Dallas Cowboy tight ends
It is very difficult to find a number one tight end on the Boys' roster. Last year they had two tight ends grab over 20 receptions (Campbell, McGee.) and one other pulled down 17 (Whalen). The Cowboys used a tight end by committee system, and have been fairly successful. The Boys, unlike other teams, always have a tight end with fresh legs on the field ready to block, or catch a bullet from the quarterback. The Boys have depth at the TE position to make sure they are not hurt badly if a player is injured. New coach Bill Parcells may move these players around however. He may put some of the players on the line, or a full time player on special teams. With the mind Parcells has, only time will be able to tell. Overall, the Boys have a good-looking crop of tight ends. They have depth, and a couple good rookies waiting on the bench. We'll just have to wait and see how the Boys tight end corpse turns out.
Name: Jeremy Shockey Team: New York Years Pro: 2 H: 6'5 W:252lbs
As soon as Jeremy Shockey got done bowling over the Texan secondary in a Giants Pre-Season game, expectations in New York soared. Shockey certainly did not disappoint. The young gun grabbed down 74 receptions, for 894 yards and two touchdowns in 2002. His efforts last season (his rookie year) gave him a reputation throughout the league for being, a great receiver from the tight end spot, a great talker, a great blocker, and a great power tight end. Shockey was simply amazing in 2002. In my opinion, Shockey made the biggest rookie impact in New York since Lawrence Taylor. The scary thing is Shockey is only going to get better. I think overall we are looking at one of the best Tight Ends in the last 20 years. The only thing New York fans should worry about is how much film they have in their camera, when Shockey is playing.

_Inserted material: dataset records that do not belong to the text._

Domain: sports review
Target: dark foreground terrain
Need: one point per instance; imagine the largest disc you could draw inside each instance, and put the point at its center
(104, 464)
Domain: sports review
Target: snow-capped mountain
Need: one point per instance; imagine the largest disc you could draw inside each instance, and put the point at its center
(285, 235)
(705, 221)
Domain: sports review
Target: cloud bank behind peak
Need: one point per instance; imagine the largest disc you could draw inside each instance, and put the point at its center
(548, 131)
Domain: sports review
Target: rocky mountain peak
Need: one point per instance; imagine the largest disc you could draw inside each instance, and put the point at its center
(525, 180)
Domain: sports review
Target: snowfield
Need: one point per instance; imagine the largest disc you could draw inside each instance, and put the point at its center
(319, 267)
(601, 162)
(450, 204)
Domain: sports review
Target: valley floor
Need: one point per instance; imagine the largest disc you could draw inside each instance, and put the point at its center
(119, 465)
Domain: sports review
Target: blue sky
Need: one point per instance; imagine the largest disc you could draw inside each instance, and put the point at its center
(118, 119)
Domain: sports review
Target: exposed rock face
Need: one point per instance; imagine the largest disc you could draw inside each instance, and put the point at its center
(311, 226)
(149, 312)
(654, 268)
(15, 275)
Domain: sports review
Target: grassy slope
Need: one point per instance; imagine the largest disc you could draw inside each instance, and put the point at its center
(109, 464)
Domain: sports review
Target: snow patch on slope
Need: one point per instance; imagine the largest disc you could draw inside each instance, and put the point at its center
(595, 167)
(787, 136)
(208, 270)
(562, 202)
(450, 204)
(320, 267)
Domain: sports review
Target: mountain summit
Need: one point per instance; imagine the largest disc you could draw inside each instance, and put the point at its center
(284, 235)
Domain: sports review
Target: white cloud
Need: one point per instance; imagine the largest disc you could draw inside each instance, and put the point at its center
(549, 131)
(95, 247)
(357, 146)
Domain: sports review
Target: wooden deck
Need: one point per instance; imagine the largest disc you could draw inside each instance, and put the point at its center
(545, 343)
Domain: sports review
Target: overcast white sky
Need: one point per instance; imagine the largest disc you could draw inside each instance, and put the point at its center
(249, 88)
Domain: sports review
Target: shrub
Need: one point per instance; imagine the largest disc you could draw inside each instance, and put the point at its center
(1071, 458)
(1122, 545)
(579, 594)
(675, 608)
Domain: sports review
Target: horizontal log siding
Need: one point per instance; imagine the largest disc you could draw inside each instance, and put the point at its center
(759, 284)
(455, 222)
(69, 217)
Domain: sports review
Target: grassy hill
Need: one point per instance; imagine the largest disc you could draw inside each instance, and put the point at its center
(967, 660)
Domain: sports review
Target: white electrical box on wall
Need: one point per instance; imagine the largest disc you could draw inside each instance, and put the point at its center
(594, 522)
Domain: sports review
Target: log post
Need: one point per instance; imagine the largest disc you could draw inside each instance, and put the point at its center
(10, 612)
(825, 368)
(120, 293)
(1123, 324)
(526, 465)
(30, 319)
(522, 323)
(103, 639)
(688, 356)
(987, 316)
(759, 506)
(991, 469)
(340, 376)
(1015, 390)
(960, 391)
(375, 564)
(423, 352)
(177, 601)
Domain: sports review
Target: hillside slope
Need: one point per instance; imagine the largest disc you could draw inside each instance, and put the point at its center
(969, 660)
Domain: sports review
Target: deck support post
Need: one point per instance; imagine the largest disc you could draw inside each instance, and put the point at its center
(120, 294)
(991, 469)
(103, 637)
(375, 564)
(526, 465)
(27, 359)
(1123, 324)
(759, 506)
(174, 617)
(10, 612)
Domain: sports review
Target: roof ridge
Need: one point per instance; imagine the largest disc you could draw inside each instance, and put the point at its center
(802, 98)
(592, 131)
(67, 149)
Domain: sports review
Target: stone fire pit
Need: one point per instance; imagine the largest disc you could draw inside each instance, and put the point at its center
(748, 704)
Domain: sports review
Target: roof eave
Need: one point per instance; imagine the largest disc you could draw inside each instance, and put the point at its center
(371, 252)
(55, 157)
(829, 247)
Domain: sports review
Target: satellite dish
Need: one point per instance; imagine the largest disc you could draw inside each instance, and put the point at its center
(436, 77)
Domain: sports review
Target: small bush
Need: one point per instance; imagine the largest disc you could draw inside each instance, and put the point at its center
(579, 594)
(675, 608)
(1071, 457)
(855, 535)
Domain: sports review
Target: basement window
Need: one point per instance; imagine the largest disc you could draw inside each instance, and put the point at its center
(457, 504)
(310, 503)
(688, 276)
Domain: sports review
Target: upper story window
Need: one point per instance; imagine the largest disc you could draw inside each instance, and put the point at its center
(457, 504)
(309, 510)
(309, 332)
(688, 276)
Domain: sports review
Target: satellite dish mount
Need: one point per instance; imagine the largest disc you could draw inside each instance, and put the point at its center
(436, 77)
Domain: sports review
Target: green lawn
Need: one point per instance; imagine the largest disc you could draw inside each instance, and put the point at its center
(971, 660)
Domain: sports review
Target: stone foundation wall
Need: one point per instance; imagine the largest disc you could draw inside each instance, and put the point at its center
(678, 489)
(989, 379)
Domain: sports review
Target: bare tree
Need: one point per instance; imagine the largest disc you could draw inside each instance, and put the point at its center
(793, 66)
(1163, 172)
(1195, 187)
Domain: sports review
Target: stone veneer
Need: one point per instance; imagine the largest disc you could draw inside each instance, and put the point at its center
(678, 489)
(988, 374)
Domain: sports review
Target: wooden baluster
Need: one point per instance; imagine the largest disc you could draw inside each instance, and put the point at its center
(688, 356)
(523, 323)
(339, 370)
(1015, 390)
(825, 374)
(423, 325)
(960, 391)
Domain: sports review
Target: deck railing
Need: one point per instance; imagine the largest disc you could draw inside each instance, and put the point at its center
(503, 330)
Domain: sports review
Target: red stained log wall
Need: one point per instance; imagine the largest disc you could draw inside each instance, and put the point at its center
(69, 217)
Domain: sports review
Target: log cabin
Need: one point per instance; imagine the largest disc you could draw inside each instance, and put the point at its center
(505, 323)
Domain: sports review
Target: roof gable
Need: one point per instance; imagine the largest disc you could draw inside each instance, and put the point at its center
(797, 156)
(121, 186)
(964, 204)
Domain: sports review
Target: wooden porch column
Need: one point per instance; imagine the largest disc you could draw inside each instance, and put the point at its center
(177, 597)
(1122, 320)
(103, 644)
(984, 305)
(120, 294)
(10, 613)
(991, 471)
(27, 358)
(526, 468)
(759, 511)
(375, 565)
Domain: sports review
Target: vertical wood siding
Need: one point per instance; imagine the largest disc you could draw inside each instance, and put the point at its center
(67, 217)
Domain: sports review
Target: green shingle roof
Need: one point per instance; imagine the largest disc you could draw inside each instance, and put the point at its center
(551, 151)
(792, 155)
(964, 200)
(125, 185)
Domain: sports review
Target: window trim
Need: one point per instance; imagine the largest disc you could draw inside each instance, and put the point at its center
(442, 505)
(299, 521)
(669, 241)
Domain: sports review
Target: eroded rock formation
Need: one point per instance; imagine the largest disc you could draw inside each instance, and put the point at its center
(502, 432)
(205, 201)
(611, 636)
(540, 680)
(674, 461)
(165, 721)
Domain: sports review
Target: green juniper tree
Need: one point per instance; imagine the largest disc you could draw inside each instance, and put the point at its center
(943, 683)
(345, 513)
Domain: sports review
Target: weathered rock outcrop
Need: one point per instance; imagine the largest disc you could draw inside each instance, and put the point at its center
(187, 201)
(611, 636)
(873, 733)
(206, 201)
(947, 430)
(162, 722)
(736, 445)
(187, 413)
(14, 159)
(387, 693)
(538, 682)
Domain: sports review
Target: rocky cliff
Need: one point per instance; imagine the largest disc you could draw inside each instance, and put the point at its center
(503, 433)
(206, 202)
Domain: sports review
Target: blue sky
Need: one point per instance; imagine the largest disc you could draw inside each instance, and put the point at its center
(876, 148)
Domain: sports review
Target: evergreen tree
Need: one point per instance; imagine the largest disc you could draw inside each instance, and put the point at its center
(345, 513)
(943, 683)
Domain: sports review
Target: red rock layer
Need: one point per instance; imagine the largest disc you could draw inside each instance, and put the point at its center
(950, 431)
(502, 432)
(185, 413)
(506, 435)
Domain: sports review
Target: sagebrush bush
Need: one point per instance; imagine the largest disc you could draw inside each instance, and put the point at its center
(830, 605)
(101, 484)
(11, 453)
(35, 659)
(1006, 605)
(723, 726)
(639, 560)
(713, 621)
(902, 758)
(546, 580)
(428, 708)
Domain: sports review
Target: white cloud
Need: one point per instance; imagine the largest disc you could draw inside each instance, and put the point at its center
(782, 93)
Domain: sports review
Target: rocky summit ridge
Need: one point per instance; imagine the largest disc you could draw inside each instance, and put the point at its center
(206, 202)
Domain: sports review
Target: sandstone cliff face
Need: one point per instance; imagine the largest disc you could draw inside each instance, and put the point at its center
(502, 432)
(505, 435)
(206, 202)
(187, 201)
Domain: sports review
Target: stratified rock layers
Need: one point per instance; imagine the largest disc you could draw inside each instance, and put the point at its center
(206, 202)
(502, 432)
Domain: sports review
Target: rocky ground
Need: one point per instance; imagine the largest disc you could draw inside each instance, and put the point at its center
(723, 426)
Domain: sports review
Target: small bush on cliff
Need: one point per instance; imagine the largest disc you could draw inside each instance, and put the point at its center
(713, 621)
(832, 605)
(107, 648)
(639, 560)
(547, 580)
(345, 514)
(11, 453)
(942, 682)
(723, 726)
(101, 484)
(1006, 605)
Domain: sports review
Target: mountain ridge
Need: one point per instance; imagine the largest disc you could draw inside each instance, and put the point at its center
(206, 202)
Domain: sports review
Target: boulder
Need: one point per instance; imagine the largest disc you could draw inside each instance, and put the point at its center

Name: Chad Lewis Team: Philadelphia Years Pro: 6 H: 6'6 W: 252lbs
Chad Lewis is the number one tight end for the Eagles, as of now. The problem is that he is aging. His numbers went down since his monster season in 2000 in which he snatched 69 receptions. However, in 2001 he grabbed 41 passes, a dramatic change from 2002, and in 02 he grabbed 42, also a dramatic change. His receiving yards have gone down as well. In 2000 he had 735 yards in catches. In 01 he had just 422 yards, and in 03, he brought down just 398 yards. The numbers don't lie, and they prove that Chad Lewis, has passed his prime. However, Rutgers star L.J Smith, frequently compared to Jeremy Shockey, was drafted with the Eagles second round selection in this years draft. He grabbed over 50 receptions last year for Rutgers, and is waiting at any given time, to take the spot of Lewis. Look for Philadelphia to run many two tight end sets this season, to ease Smith into the starting role.
Once again, the Giants reign supreme at this position, their tight ends are the best in the NFC East. Jeremy Shockey rules over the no-name Zeron Flemingster, and the Cowboys no-name Tight Ends. Chad Lewis, the dinosaur, is not even close, and with L.J Smith, only time will tell how much he can produce. This is getting very scary Eagle fans; the Giants have the best running backs in the NFC East, the best wide receiving corpse in the NFC East, and now, the best tight ends in the NFC East.